Solving this Shift/Reduce Conflict in Happy/Bison - haskell

I am making a simple parser in Happy (Bison equivalent for Haskell) and I stumbled upon a shift/reduce conflict in these rules:
ClassBlock :
"{" ClassAttributes ClassConstructor ClassFunctions "}" {ClassBlock $2 $3 $4}
ClassAttributes :
{- empty -} { ClassAttributesEmpty }
| ClassAttributes ClassAttribute {ClassAttributes $1 $2}
ClassAttribute :
"[+]" Variable {ClassAttributePublic $2 }
| "[-]" Variable {ClassAttributePrivate $2 }
ClassFunctions :
{- empty -} { ClassFunctionsEmpty }
| ClassFunctions ClassFunction {ClassFunctions $1 $2}
ClassFunction :
"[+]" Function {ClassFunctionPublic $2}
| "[-]" Function {ClassFunctionPrivate $2}
ClassConstructor :
{- empty -} { ClassConstructorEmpty }
| TypeFuncParams var_identifier Params Block {ClassConstructor $1 $2 $3 $4}
TypeFuncParams :
Primitive ClosingBracketsNoIdentifier { TypeFuncParamsPrimitive $1 $2}
| class_identifier ClosingBracketsNoIdentifier { TypeFuncParamsClassId $1 $2}
| ListType {TypeFuncParamsList $1}
The info file states the shift/reduce conflict:
ClassBlock -> "{" ClassAttributes . ClassConstructor ClassFunctions "}" (rule 52)

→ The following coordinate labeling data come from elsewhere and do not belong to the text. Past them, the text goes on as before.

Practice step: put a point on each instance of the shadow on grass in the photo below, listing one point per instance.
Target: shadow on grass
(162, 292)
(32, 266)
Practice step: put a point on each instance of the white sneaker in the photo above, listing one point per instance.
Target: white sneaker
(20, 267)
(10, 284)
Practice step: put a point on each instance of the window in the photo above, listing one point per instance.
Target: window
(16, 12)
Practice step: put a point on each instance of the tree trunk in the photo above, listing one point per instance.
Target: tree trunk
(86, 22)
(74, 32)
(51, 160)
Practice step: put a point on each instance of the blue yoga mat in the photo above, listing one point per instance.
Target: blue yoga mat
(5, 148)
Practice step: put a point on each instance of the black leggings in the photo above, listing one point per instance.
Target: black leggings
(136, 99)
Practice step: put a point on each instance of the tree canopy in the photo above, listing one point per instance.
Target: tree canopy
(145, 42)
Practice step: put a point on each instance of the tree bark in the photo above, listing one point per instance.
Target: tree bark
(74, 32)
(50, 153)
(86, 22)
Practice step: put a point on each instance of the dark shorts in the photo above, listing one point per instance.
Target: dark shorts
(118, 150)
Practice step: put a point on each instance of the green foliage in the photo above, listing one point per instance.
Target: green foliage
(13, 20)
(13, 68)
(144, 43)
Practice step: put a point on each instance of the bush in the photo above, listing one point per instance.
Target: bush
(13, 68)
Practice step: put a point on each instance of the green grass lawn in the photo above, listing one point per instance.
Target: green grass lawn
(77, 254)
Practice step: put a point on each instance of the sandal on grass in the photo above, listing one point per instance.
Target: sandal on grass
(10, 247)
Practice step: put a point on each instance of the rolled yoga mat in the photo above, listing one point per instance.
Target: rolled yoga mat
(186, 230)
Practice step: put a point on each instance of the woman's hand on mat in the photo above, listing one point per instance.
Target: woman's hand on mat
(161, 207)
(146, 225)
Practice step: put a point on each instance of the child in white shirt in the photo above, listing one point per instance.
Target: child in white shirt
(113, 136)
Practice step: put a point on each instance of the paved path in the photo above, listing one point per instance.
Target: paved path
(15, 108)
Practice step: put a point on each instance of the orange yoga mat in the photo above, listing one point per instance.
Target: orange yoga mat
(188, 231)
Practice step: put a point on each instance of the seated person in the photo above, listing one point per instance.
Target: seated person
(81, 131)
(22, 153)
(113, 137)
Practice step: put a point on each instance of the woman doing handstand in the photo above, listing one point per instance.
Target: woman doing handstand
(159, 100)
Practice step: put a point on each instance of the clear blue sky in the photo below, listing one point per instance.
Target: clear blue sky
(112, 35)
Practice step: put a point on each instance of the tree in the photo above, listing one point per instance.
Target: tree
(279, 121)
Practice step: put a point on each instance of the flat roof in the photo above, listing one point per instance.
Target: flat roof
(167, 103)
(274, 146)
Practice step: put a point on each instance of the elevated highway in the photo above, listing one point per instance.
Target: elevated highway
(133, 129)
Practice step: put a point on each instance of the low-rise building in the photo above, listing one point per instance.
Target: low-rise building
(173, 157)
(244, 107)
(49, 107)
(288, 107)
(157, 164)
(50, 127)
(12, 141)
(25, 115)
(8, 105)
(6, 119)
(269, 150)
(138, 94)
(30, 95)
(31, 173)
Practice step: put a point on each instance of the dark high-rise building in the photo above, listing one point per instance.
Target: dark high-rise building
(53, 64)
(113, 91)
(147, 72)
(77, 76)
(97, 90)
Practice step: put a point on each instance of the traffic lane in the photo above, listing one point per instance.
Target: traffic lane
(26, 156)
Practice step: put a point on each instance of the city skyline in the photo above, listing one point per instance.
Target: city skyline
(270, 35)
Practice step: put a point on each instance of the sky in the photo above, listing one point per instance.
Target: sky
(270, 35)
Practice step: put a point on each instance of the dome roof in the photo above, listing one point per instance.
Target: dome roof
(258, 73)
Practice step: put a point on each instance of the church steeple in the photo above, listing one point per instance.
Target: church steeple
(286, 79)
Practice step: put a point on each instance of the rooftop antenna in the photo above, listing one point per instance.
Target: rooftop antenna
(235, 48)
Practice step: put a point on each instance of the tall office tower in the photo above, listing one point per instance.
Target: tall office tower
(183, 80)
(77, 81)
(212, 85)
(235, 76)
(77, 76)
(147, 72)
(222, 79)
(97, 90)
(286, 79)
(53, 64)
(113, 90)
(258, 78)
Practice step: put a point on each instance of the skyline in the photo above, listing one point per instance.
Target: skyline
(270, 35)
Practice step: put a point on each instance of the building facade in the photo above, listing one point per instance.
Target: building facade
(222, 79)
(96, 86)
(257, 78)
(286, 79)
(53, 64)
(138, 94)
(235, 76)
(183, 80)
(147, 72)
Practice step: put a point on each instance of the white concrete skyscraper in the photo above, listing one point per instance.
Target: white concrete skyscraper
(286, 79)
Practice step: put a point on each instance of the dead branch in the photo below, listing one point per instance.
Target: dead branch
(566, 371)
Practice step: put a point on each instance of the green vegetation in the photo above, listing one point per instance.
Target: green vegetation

ClassAttributes -> ClassAttributes . ClassAttribute (rule 54)
"[+]" shift, and enter state 85
(reduce using rule 61)
"[-]" shift, and enter state 86
(reduce using rule 61)
Rule 61 is this one:
ClassConstructor :
{- empty -} { ClassConstructorEmpty }
I am not really sure how to solve this problem. I tried using precedence rules to silence the warning, but it didn't work out as I expected.

Below is a simplified grammar which exhibits the same problem.
To construct it, I removed
all actions
the prefix "Class" from all nonterminal names
I also simplified most of the rules. I did this as an illustration of how you can construct a minimal, complete, verifiable example, as suggested by the StackOverflow guidelines, which makes it easier to focus on the problem while still permitting an actual trial. (I used bison, not happy, but the syntax is very similar.)
Block : "{" Attributes Constructor Functions "}"
Attributes : {- empty -} | Attributes Attribute
Constructor: {- empty -} | "constructor"
Functions : {- empty -} | Functions Function
Attribute : "[+]" "attribute"
Function : "[+]" "function"
Now, let's play parser, and suppose that we've (somehow) identified a prefix which could match Attributes. (Attributes can match the empty string, so we could be right at the beginning of the input.) And suppose the next token is [+].
At this point, we cannot tell if the [+] will later turn out to be the beginning of an Attribute or if it is the start of a Function which follows an empty Constructor. However, we need to know that in order to continue the parse.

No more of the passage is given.